Embora encabeçada por um poema de exaltação a Picos (que tem como título “Minha Terra” e “Picos” como subtítulo p. 18), grande maioria dos textos deste parte da obra foram escritos em Manaus (alguns com referências à região amazônica), registrando a época em que o poeta residiu naquela cidade e vivenciou a saudade da terra natal – os poemas datados são quase todos de 1942. Vale lembrar que a obra traz dois poemas cujos títulos fazem referência direta à cidade piauiense, são eles “Picos” (p. 75) e “Sinos de Picos” (p. 52), bem como faz uso várias vezes dos termos Picos / picoenses em outros poemas.
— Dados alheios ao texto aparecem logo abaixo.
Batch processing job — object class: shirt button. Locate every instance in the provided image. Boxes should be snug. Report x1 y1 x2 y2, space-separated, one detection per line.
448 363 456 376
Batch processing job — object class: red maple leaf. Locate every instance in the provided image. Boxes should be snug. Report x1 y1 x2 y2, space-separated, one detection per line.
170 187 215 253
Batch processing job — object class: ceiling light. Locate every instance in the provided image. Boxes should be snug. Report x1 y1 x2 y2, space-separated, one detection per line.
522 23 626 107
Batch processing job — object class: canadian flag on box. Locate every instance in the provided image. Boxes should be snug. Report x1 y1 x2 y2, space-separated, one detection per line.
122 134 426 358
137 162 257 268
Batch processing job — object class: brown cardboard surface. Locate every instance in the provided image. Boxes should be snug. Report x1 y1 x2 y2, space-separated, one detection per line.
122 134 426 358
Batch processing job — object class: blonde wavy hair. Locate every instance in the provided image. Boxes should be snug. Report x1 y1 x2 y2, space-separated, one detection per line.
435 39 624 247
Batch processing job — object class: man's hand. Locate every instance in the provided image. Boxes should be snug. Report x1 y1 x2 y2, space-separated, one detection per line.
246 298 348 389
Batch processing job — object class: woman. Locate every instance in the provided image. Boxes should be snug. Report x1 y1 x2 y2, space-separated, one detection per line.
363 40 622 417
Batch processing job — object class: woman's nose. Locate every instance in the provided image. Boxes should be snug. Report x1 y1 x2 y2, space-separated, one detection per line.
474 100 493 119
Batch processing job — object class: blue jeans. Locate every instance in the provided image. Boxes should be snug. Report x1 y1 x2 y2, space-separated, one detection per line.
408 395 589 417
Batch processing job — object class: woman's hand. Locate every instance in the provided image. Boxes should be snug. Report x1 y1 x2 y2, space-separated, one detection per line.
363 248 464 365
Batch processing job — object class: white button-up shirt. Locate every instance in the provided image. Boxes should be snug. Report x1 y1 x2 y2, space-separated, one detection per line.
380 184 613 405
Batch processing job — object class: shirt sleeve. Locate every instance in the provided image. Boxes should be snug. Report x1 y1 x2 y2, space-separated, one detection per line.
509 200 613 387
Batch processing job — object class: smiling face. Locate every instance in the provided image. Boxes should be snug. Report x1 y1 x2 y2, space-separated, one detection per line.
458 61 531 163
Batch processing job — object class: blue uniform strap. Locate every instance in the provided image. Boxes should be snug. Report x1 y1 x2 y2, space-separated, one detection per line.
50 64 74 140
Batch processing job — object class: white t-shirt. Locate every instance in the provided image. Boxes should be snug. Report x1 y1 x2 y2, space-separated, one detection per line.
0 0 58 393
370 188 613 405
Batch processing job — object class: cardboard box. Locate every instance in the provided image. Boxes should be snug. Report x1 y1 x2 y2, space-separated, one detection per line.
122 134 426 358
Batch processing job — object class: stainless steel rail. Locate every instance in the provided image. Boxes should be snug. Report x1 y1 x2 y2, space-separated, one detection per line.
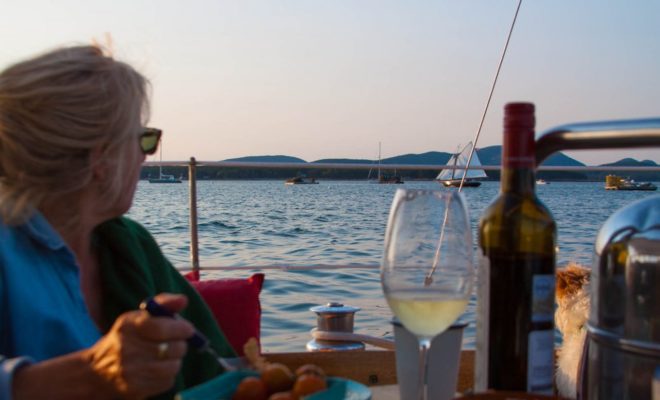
536 118 660 165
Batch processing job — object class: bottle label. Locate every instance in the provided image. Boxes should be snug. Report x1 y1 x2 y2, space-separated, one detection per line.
532 275 555 322
527 330 554 395
474 249 490 392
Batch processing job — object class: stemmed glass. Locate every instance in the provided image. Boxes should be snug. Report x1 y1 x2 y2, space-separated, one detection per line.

Constata-se ainda que o livro contém 14 poemas que estão datados da cidade de Manaus. No entanto, como bem observou Dom Augusto Alves da Rocha(3) (Bispo de Picos, na época), Lourenço Campos era “um autêntico cristão identificado com sua tradição familiar e com os anseios e valores que brotam da fé”. Por isso tem-se uma predominância da poesia religiosa de louvor e devoção a Jesus Cristo, a Maria – mencionada também como Mãe de Deus, Virgem Santíssima –, à Virgem de Fátima (“Valha-me Nossa Senhora” p. 54) e a outros santos: São José, São João, São Pedro, em diversos poemas como: “Sangue de Cristo” (p. 22), “Jesus Cristo” (p. 27), “Lenda da Fé” (p. 39), “Escada de Jesus” (p. 50), “Estrela das estrelas” (p. 23) e tantos outros. Encontra-se também mais de um poema dedicados ao Natal (e ao símbolo do Papai Noel), como uma data significativa na vida do poeta: “Papai Noel” (p. 41) e “O Balão Azul” (p. 104)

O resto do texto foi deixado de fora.